UTF-8 bytes encoded as XML entities in description


#1

I found some garbled characters in one feed. I investigated it and found the following:

  • The Atom feed contains the following: <description>it&#xE2;&#x80;&#x99;s</descritption>.
  • These bytes E2 80 99 are the utf8 representation for .
  • Doing a select * from ttrss_entries from the command line shows these characters as â followed by two boxes. â is the ISO-8859-1 character for E2, and the other two bytes don’t exist in ISO-8859-1.
  • The ttrss web UI and app show them as ’. That’s these bytes interpreted as Windows-1252.

I’m guessing the issue is from the feed itself, but I’m not familiar with the Atom standard and I don’t know what to tell the site operators. Should they change these characters into &#2019;? (\u2019 is in unicode). Or should they add an encoding field somewhere? (the feed has <?xml version='1.0' encoding='UTF-8'?> at the top, but I think that’s irrelevant here).

Alternatively, is ttrss handling this correctly or could it be fixed somehow?

Using Tiny Tiny RSS v17.12 (2c51fac), Centos 7.4, nginx 1.12.2, PHP 5.4.16, Postgresql 9.2.23.


#2

encoding in the xml preamble should be enough to handle the document properly, no specific field should be needed. my guess would be field encoding being incorrect because it’s more likely than libxml parsing it incorrectly. i don’t really know enough about this stuff to tell you how and why though.


#3

The site is generating the XML file incorrectly.
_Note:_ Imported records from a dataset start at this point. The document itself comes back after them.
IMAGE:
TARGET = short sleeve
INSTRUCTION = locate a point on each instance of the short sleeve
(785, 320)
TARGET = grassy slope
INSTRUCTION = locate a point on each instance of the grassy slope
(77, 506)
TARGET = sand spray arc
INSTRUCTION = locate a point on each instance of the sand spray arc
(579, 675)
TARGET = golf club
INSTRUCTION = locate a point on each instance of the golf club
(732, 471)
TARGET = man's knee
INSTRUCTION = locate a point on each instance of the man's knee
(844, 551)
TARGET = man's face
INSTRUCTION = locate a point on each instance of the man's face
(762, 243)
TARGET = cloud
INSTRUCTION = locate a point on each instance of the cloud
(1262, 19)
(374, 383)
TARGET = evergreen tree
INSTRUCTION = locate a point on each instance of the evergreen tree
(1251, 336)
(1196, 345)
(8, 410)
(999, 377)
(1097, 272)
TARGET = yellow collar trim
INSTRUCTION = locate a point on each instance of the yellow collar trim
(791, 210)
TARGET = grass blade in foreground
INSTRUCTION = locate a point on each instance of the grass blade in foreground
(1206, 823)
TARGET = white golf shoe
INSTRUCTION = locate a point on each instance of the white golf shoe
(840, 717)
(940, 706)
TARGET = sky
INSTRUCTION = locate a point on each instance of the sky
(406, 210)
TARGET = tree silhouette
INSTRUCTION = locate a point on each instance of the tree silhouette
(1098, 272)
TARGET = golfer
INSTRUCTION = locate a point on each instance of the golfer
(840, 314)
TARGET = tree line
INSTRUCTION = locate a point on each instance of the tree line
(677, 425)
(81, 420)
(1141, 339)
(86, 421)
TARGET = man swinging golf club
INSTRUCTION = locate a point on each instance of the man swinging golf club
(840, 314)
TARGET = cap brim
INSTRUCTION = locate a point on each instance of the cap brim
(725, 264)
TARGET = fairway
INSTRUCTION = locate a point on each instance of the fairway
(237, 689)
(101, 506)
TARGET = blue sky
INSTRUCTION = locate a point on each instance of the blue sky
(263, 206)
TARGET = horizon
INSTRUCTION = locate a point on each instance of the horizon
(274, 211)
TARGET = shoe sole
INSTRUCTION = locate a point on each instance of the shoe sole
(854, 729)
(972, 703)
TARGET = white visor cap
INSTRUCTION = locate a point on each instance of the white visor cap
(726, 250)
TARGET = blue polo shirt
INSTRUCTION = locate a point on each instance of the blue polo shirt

Let’s start with the encoding declaration. That just means the XML file is to be interpreted as UTF-8. That means the & is a UTF-8-encoded character, as is the #, the x, the E, etc… It has nothing to do with how the character reference is expanded.

For that, we go to the XML specification. Specifically:

If the character reference begins with " &#x ", the digits and letters up to the terminating ; provide a hexadecimal representation of the character’s code point in ISO/IEC 10646.

Crucially, each reference (e.g. &#xE2) should refer to a single complete character; a single complete code point. This has nothing to do with Windows-1252; code point 0xE2 represents â in UTF-8.

What they’ve done instead is encode each byte individually, rather than the entire code point for the character. So when tt-rss decodes the XML file correctly according to spec, it interprets each reference (which is incorrectly only a single byte) as a separate code point, resulting in what looks to be incorrect output.


This should be fixed by the site operator. But if you really want to fix it on tt-rss’s side, you can create a site-specific plugin that goes and interprets sequences of character references and transforms them into the correct single reference. Of course, this is rather fragile.


#4

Ah, that makes sense. Thanks. I’ll send an email to the site operators.

(Although I still don’t understand how € and ™ came to be. I could only explain them by Windows-1252)


#5

Ah. Hm. Yea, the 0x80 and 0x99 are not (by themselves) valid UTF-8 characters, so it’s likely your browser is falling back to Windows-1252. Sorry, I didn’t even realise - I was testing with a site that did a similar incorrect conversion.

The rest should hold though: the XML file should be sending entire code points, not single bytes.

Edit: here’s an example of a similar bug, http://www.perlmonks.org/?node_id=708751. Generally it’s because they forgot to decode whatever they’re reading the UTF-8 data from and end up sending the (incorrect) raw bytes into the XML encoder.